Gang auf heißen Kohlen & Signale
Regionen wie Tamil Nadu im Süden Indiens waren für Evolutionstheoretiker lange Zeit ein großes Mysterium. Zu den üblichen religiösen Praktiken der Männer dieser Region gehört das Laufen auf heißen Kohlen oder das Durchstechen der eigenen Wangen mit Speeren und Messern.
Aus Sicht der evolutionären Fitness sind derartige Verhaltensweisen ziemlich absurd. Dennoch stellen solche Phänomene keine Seltenheit dar. Vielmehr sucht man vergeblich nach Stämmen oder Religionen, die keine evolutionär scheinbar kontraproduktiven Verhaltensmuster aufweisen.

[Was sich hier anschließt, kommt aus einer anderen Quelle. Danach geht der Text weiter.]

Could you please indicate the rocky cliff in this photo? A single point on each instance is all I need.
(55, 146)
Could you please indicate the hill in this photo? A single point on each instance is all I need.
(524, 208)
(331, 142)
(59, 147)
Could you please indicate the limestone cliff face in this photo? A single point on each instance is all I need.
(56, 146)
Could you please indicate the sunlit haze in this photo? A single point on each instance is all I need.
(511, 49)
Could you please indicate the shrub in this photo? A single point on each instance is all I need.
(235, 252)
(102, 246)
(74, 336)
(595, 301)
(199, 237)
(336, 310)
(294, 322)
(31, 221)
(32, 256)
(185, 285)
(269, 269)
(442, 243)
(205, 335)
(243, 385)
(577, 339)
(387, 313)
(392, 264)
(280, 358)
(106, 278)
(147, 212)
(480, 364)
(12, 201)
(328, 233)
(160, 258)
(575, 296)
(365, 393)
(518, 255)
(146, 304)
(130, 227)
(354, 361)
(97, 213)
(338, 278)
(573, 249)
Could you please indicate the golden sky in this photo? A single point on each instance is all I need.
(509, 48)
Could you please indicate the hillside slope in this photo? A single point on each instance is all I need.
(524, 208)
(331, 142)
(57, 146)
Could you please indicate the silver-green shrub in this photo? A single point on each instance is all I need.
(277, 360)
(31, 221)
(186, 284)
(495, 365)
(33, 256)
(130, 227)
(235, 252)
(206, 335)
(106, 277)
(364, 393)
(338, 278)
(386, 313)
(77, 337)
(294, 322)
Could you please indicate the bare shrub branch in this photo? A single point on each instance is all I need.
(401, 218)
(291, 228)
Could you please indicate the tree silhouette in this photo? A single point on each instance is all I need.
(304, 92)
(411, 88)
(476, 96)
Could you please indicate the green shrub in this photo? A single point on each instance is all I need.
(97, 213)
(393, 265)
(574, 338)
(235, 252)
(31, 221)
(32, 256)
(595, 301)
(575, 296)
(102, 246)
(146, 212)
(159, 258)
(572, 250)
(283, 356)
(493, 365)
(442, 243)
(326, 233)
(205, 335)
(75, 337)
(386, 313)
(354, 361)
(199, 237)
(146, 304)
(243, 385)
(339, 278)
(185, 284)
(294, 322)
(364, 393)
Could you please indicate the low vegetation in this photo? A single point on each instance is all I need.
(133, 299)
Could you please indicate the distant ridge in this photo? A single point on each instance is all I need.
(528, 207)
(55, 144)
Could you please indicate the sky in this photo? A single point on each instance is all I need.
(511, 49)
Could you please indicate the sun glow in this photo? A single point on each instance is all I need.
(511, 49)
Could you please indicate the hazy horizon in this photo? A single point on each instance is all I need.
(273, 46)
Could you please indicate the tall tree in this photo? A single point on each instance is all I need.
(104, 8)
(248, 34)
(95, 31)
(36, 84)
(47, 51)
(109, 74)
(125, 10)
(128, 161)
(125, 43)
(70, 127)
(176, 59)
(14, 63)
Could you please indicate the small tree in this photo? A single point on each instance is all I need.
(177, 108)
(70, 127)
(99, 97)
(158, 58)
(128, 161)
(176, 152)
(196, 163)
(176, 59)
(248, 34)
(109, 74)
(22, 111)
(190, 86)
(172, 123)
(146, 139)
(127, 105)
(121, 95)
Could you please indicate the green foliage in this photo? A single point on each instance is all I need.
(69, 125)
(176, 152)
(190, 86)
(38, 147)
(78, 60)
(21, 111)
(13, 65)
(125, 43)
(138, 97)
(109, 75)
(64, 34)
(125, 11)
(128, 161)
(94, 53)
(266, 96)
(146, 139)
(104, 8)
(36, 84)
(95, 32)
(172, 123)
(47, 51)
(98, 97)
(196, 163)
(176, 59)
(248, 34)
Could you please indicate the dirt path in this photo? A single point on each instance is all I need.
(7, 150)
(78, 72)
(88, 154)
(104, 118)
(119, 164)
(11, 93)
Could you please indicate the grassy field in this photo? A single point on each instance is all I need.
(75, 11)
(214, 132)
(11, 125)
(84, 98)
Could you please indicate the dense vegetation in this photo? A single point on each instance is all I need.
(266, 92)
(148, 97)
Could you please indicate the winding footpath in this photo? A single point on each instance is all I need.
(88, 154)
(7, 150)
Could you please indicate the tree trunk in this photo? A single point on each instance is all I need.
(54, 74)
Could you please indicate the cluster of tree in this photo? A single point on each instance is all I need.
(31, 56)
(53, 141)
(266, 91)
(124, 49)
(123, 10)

Im Zuge der 1990er Jahre hat sich allerdings eine Erklärung für diese Phänomene etabliert: Derartige Rituale sind Signale, die von Stärke und gutem Charakter zeugen. Ähnlich wie der Pfau, der sich ein extravagantes Gefieder leistet, um den Weibchen seine Stärke zu beweisen.
Wie Jessica Barker et al. in ihrem Paper „Content, cost, and context: A framework for understanding human signaling systems“ beschreiben, muss man solche Signale allerdings differenzierter betrachten.
Die Not für kostspielige evolutionäre Signale – wie das Jagen nach Tieren, die schwer zu fangen sind, aber nicht wirklich viel Ertrag einbringen – entspringt einer Diskrepanz zwischen dem Sender und Empfänger einer Nachricht. Wenn der Empfänger – also beispielsweise die potentielle Partnerin – nicht sicher sein kann, dass ihr potentieller Partner es ernst meint, so braucht sie eine gewisse Bestätigung seiner Vertrauenswürdigkeit. Kostspielige Signale, bei denen der Partner seine Ressourcen opfert oder gar seine eigene Gesundheit riskiert, sind ein derartiger Vertrauensbeweis.
Allerdings beziehen sich Signale gerade in etwas komplexeren Gesellschaften nicht nur auf einen einzigen Empfänger. Durch seinen Gang über heiße Kohlen beweist der junge Mann aus Tamil Nadu nicht nur seine Attraktivität für potentielle Partnerinnen, sondern erwirbt sich auch Respekt in der restlichen Gesellschaft.
Auch gibt es nicht nur eine Form von Kosten. Es gibt zum einen Kosten, die direkt realisiert werden – bestes Beispiel sind exzessive Opfergaben zur Beschwichtigung der Götter. Es gibt Kosten, die direkt realisiert werden, sich aber auch auf die Zukunft auswirken – wenn ein junger Mann seine Wangen durchsticht, hat er für die nächsten Wochen und Monate mit den Wunden zu kämpfen. Schließlich gibt es auch Kosten, die in Form eines potentiellen Risikos existieren – wer beim Gang über heiße Kohlen ausrutscht, wird sich massive Verbrennungen zuziehen.
Zu guter Letzt ist wichtig zu bedenken, dass nicht jedes Verhalten im Sinne eines evolutionären Signals zweckstiftend ist. Beispielsweise ist kein evolutionäres Signal nötig, wenn Sender und Empfänger ohnehin die gleichen Interessen verfolgen, sodass man sich nicht auf die Ehrlichkeit des anderen verlassen muss. Es besteht also durchaus die Möglichkeit, dass Signale zwar eigentlich evolutionär sinnlos sind, aber gleichzeitig nicht so schädlich, als dass sie durch Selektion gestoppt worden wären.
Insgesamt bietet die Signaltheorie ein sehr potentes Framework zum Verstehen von diversen Riten und Handlungen, die auf den ersten Blick keinen evolutionären Sinn ergeben. Tatsächlich ist das Denken in Signalen aber auch ein hilfreiches Werkzeug, wenn es um eigene Entscheidungen und Strategien geht. Beispielsweise kann die Vertrauensbasis in einer Verhandlung durch geschickte Signale so gestärkt werden, dass ein insgesamt besseres Ergebnis erreicht wird.